Some of my self-doubt stems from an awareness of peculiarities in my own behavior that I submit are by no means unique to me, and may be symptoms shared by many conservatives. I know I am not alone in saying that during the events of the 2000 election, I lay awake for at least seven days (intermittently across that tense month) fretting over the possibility of four years of Al Gore. I felt enormous pressure. Granted, I wasn’t so unstable as to put on 50 pounds or to grow a beard, but if he had been elected, I may have. Even today, the mere thought of a Hillary presidency leads me to reach instinctively for a full bottle of Pepto Bismol. (And something tells me that if she is ever elected, the only drug she would not put under a price control would be that little pink bottle of Pepto, just to spite me and all of the other conservatives that will turn to it as our only relief.)

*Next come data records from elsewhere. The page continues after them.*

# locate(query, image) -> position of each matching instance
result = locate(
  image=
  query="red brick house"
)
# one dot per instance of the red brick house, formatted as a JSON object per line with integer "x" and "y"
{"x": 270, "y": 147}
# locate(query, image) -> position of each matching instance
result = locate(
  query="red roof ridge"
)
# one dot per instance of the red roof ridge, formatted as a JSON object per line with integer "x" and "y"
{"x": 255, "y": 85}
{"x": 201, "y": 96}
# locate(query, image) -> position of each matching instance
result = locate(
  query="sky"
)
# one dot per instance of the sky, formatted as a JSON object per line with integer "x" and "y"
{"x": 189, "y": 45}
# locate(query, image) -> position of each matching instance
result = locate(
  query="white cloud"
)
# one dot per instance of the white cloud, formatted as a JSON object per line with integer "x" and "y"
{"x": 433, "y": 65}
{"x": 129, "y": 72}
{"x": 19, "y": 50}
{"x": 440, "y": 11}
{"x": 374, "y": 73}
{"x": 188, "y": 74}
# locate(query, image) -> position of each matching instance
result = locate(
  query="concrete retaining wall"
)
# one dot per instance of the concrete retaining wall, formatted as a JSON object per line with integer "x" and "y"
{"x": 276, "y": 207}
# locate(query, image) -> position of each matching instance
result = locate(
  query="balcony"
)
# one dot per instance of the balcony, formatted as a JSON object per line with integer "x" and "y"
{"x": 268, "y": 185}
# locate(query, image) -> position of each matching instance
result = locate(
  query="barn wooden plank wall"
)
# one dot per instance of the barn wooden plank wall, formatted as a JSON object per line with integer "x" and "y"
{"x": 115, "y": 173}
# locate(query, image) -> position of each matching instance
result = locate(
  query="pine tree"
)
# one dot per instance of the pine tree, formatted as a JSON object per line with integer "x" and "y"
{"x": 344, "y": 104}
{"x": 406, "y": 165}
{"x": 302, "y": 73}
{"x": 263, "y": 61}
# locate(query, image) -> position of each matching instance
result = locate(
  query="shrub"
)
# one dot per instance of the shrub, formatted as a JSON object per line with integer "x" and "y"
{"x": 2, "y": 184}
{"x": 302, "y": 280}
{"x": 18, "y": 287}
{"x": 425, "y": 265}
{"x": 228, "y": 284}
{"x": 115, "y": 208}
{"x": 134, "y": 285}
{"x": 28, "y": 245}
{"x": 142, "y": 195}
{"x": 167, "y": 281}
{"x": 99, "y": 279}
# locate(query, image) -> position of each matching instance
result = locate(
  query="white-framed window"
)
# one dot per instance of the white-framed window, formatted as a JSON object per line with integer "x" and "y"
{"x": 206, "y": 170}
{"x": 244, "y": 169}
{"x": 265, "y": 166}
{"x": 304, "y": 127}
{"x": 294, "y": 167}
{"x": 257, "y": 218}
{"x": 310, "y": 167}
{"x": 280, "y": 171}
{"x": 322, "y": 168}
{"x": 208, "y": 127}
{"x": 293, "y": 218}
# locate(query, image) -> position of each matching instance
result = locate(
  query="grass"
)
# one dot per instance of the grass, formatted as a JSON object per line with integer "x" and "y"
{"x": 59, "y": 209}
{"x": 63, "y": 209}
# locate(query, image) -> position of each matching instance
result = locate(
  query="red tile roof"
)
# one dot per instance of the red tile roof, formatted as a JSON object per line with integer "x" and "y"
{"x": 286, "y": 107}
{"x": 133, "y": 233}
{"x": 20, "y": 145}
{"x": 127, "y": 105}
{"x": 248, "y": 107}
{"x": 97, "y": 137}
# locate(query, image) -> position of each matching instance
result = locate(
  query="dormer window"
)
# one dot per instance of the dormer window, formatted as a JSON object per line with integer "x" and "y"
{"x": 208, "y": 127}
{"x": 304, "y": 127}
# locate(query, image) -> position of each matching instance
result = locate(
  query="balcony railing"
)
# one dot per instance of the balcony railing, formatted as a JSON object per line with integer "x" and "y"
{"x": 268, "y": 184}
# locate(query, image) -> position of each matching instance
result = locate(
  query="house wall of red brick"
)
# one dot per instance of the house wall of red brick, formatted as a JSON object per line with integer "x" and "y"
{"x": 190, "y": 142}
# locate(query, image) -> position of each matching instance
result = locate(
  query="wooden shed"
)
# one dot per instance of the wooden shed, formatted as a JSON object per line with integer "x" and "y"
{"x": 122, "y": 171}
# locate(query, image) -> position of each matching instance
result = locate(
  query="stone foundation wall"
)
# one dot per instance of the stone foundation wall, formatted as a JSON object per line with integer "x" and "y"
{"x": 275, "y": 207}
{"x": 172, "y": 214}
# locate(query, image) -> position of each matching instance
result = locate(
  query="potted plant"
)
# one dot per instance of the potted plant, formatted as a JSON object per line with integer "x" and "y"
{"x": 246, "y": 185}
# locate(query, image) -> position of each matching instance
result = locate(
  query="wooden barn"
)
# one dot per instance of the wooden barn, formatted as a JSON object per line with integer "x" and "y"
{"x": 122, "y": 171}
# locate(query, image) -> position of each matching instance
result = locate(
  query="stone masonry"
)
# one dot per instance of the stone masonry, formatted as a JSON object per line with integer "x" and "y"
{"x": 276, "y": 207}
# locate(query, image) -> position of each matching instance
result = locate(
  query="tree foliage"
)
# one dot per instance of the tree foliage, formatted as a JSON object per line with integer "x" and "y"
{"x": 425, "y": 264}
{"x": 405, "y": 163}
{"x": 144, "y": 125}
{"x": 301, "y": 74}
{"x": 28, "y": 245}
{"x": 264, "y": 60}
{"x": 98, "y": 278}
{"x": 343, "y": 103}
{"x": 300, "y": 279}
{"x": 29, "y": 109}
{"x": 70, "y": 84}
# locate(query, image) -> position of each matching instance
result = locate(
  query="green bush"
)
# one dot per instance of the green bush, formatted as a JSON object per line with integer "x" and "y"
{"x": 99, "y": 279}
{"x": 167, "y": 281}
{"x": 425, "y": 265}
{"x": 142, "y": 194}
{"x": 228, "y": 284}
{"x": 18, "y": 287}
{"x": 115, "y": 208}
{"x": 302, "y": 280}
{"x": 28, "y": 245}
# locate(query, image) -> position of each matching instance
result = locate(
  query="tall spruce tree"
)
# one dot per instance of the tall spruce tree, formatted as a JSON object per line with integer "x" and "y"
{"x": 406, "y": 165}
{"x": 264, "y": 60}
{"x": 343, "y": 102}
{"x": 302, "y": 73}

Perhaps much like you, I think that I have come to my conservative beliefs through a rigorous and consistent intellectual framework for viewing social and political issues, but the nagging questions and my physical revulsion to liberal politicians have me asking if that is all there is to it? And now I know I am not the only one who asks that question.

I wish I could say that I am not alone because I have found other conservatives coming out of the closet, speaking openly about their own psychological hang-ups. But there have been no episodes of Dr. Phil or Oprah, let alone Jerry Springer, dedicated to providing us therapeutic relief in the course of an hour. There is also no twelve-step program available for recovering conservatives, where dozens of us who have admitted our conservatism may be a psychological problem gather to prevent each other from habitually logging on to National Review Online. But there are plenty of people who, for reasons unrelated to direct self-interest in their psychological well-being, probably think there should be.